Morning Edition · Monday, June 15, 2026
Britain Plans to Bar Children Under 16 From Social Media
Prime Minister Keir Starmer said his government would follow Australia and others in restricting young users' access to platforms.

British Prime Minister Keir Starmer said his government plans to bar children under 16 from social media, The New York Times reported. The move would follow similar policies adopted in Australia and other countries that have restricted young users' access to online platforms.
The proposal places the United Kingdom among a growing set of governments imposing age limits on social-media use, citing concerns about mental health and online safety for minors. Enforcing such a rule requires platforms to verify users' ages, a technical and privacy challenge that has complicated similar measures elsewhere.

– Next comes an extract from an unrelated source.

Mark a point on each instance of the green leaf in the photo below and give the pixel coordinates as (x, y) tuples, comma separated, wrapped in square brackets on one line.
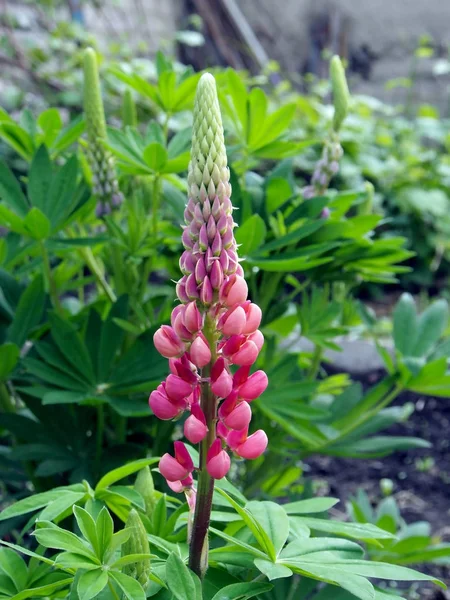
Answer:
[(14, 566), (51, 123), (69, 342), (242, 591), (32, 503), (132, 589), (87, 527), (69, 560), (61, 194), (430, 327), (250, 235), (180, 580), (43, 590), (59, 506), (55, 537), (39, 179), (9, 356), (11, 193), (37, 224), (122, 472), (105, 529), (111, 338), (278, 190), (311, 505), (255, 527), (29, 311), (91, 583), (405, 324), (272, 570), (155, 156), (273, 519), (358, 531)]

For the technology industry, a wave of national age restrictions raises compliance costs and fragments the way platforms operate across markets. Companies must build and maintain age-verification systems that satisfy different legal regimes, and they face liability where those systems fail.
The policy also reflects a wider shift in how democratic governments approach large platforms, moving from light oversight toward direct regulation of who may use a service and how. The commercial consequences will depend on how strictly the rule is enforced and whether other large European markets follow.
What this means
National age restrictions add regulatory and engineering costs for global platforms and signal tightening government control over how social media operates. A coordinated wave across major markets would materially affect the user base and advertising models of large technology firms.
What to watch
- The age-verification method Britain proposes and its privacy safeguards.
- Whether other European governments adopt similar bans.
- Platform responses and any legal challenges.
Observations to monitor, not financial advice.